If the need for greater transnational collaboration by unions is one message from this book, another recurring theme is the need for unions to reach out to make partnerships with other organizations, especially NGOs. As Mary Margaret Fonow and Suzanne Franzway point out, “There has been a proliferation of political spaces where the interests of labour overlap with other movements and with advocacy organizations concerned with labour rights and development.” Their own perspective is a feminist one, which sees a strong need for unions to tackle globalization by developing structures and ways of working which empower women workers and union members: “Those concerned with the renewal of the labour movement must come to terms with the fundamental way that gender structures neo-liberal globalization, labour markets and free trade agreements. We argue for gender analysis because sexual politics is integral to trade unions, globalization and efforts to challenge the neo-liberal agenda,” they maintain.
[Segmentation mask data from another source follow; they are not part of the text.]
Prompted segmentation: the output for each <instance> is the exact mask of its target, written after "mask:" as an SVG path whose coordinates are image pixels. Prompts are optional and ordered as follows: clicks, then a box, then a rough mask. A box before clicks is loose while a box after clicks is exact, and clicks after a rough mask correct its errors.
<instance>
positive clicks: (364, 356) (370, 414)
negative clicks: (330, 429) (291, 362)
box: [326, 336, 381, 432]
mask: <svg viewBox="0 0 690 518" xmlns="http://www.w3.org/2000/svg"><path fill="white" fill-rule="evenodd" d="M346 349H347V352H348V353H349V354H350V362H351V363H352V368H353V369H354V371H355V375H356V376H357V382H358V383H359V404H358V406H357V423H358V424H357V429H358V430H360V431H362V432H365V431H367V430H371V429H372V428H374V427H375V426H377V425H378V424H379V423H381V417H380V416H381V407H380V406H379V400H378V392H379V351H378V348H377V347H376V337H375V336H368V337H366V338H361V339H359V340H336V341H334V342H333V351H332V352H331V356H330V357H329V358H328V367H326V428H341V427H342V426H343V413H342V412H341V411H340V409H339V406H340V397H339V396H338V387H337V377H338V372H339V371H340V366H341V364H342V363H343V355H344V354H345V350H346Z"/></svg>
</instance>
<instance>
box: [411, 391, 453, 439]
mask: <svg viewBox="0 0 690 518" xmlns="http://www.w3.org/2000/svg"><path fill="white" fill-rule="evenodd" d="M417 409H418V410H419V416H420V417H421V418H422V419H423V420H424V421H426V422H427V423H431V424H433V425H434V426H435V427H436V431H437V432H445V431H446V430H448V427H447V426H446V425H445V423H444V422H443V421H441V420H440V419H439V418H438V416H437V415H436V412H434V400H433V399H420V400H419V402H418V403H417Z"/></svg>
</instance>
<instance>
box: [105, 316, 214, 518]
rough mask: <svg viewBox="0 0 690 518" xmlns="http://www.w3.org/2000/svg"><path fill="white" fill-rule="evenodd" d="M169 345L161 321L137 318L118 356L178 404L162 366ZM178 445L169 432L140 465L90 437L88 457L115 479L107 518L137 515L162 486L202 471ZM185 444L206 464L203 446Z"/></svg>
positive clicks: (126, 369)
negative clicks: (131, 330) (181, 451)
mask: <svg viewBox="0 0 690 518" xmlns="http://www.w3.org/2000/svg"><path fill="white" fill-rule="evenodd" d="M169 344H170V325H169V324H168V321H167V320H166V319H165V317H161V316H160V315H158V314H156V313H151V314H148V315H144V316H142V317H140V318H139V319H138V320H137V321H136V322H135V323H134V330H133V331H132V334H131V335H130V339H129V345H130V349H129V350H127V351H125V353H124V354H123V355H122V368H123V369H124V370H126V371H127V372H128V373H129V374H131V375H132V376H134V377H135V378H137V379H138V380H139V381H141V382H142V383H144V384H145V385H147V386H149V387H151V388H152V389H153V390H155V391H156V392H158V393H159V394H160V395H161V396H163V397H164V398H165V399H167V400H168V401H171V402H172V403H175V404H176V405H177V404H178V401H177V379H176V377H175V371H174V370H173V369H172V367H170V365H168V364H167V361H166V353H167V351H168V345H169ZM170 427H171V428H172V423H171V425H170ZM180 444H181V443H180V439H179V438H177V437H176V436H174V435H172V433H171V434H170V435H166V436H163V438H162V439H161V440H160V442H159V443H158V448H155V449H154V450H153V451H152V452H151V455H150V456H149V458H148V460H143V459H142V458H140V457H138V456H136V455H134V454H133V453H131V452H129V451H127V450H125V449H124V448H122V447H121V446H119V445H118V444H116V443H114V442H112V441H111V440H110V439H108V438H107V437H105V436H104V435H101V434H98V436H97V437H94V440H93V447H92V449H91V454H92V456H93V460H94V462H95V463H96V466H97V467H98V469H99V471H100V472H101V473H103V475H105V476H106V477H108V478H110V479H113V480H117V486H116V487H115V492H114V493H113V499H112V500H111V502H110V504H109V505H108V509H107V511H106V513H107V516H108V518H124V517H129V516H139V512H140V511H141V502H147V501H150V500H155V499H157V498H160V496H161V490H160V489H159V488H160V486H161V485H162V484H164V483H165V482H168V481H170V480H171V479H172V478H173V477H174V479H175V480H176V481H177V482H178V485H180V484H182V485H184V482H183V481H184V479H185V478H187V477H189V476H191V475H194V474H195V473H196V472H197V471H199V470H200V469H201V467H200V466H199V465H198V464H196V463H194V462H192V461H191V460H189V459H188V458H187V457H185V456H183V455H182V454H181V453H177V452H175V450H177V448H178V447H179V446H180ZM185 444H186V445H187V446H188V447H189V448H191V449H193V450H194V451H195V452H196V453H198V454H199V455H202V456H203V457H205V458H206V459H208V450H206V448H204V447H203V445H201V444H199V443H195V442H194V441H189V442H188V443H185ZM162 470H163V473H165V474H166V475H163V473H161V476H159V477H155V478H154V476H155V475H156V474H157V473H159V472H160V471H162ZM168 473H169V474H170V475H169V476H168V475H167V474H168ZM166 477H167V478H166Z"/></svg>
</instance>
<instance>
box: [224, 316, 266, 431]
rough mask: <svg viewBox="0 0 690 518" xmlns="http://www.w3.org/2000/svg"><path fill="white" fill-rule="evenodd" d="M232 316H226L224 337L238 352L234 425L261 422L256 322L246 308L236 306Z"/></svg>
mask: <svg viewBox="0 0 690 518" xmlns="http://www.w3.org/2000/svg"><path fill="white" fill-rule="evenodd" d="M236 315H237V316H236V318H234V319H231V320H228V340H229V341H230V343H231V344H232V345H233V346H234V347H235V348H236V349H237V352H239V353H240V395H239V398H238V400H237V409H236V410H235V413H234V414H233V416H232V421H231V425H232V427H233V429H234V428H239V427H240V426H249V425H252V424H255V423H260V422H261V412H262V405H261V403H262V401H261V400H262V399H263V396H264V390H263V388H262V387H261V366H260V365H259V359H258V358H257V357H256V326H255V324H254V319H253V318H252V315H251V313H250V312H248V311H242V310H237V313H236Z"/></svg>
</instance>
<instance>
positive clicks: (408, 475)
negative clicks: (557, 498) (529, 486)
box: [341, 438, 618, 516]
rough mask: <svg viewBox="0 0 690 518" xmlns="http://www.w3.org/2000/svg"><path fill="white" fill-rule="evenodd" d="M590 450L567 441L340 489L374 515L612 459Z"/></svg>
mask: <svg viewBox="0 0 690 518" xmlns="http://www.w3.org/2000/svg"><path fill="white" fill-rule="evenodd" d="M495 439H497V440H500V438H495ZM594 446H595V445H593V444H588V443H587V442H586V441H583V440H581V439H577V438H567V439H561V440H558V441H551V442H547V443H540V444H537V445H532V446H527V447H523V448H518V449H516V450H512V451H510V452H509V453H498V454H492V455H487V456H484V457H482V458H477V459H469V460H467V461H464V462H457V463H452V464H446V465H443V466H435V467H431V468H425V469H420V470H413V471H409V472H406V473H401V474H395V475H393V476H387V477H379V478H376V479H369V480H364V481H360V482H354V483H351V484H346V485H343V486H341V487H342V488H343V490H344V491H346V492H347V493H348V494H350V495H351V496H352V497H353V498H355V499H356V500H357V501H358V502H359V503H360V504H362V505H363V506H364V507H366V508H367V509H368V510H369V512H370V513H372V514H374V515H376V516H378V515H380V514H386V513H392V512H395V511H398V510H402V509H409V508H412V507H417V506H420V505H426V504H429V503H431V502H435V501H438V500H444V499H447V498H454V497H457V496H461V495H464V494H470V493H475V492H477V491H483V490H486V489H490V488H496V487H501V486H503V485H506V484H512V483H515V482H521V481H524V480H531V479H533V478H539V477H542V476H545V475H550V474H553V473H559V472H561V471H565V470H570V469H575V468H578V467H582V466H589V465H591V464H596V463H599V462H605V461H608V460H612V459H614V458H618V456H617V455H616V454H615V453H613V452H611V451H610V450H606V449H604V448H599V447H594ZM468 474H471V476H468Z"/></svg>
The value of alliance building by unions with other organizations is one clear proposal from this book. Another message stressed by almost all the authors is the relevance of the ILO and of labour standards in achieving a form of globalization based on fairness and equity. As Verena Schmidt suggests, the ILO’s role in this respect can be traced right back to its founding principles in 1919, and certainly to its call in 1944 to avoid labour being treated as a commodity. International labour standards will be an important campaign tool, she suggests, to improve working conditions in a globalizing world economy.